The Worst Credit Card Company Practices Revealed
Over the last few months, a lot of information has been on the news about credit card companies and their practices. Some of these practices have so enraged the public that Congress is holding hearings and meetings to try to find a way to force these credit card companies to amend their worst practices and intend to make these changes into law with the Credit Cardholder’s Bill Of Rights. Some of these practices many people have heard of but many more often go unnoticed until they begin to negatively affect the card holder’s finances.
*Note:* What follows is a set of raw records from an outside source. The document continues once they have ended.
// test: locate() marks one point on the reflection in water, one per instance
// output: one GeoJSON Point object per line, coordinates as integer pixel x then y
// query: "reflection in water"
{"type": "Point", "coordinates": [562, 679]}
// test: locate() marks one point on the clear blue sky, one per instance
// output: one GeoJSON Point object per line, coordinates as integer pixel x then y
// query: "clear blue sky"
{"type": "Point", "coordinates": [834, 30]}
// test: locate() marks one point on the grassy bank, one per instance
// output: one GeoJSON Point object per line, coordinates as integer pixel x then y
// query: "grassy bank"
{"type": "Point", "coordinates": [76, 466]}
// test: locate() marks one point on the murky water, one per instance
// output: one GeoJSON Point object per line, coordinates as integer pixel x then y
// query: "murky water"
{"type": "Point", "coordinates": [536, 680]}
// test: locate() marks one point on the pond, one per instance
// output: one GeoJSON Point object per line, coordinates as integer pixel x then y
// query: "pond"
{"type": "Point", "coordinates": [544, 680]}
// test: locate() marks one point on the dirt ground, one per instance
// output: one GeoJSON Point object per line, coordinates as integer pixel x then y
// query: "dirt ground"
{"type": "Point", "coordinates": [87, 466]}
Practice 1 – Universal Default Clauses
The universal default clause present in many credit card agreements is one of the main reasons why many people receive an interest rate increase on their credit card. Under a universal default clause, being late with or missing a payment on any account that is monitored by one of the three major credit reporting bureaus acts as a default on the credit card, allowing the credit card company to increase the interest rate that you are being charged on their credit card to the maximum amount. In many cases, paying an account two hours late can trigger an interest rate increase of 15% or more, which is also retroactively to any balance that is being carried on the credit card.
Practice 2 – Double Cycle Billing
Double cycle billing has become more prevalent in the last few years as more credit card companies find that they can get away with the practice without much hassle from the general public or industry regulators. Double cycle billing occurs when the credit card company levies a finance charge for the account that is based not only the current balance of the account, but the previous months balance as well. People that make large payments on the account are still charged finance charges on the portion of the debt that they have paid off, which allows the credit card company to make more money off of the card holders.
Practice 3 – Anytime, Any Reason Interest Rate Hikes
A little known clause in many credit card agreements states that the credit card company reserves the right to increase the interest rate on a credit card account at any time for any reason that they deem necessary. Many people were not concerned about this clause in their credit card agreements until the recent financial crises hit and many credit card companies used the crises as an excuse to increase the rates of large numbers of credit card holders by a significant amount – often by more than 10%. This higher interest rate applied to the entire balance carried on the credit card, causing significant financial hardship to people that had a large balance on the credit card at the time of the interest rate increase.
These practices and several more are now being debated by lawmakers to determine what practices are fair business practices and which ones are taking unfair advantage of credit card holders. Congress is considering passing a Credit Cardholder’s Bill Of Rights to curb some of the worst abuses of the credit card industry and level the paying field for all consumers.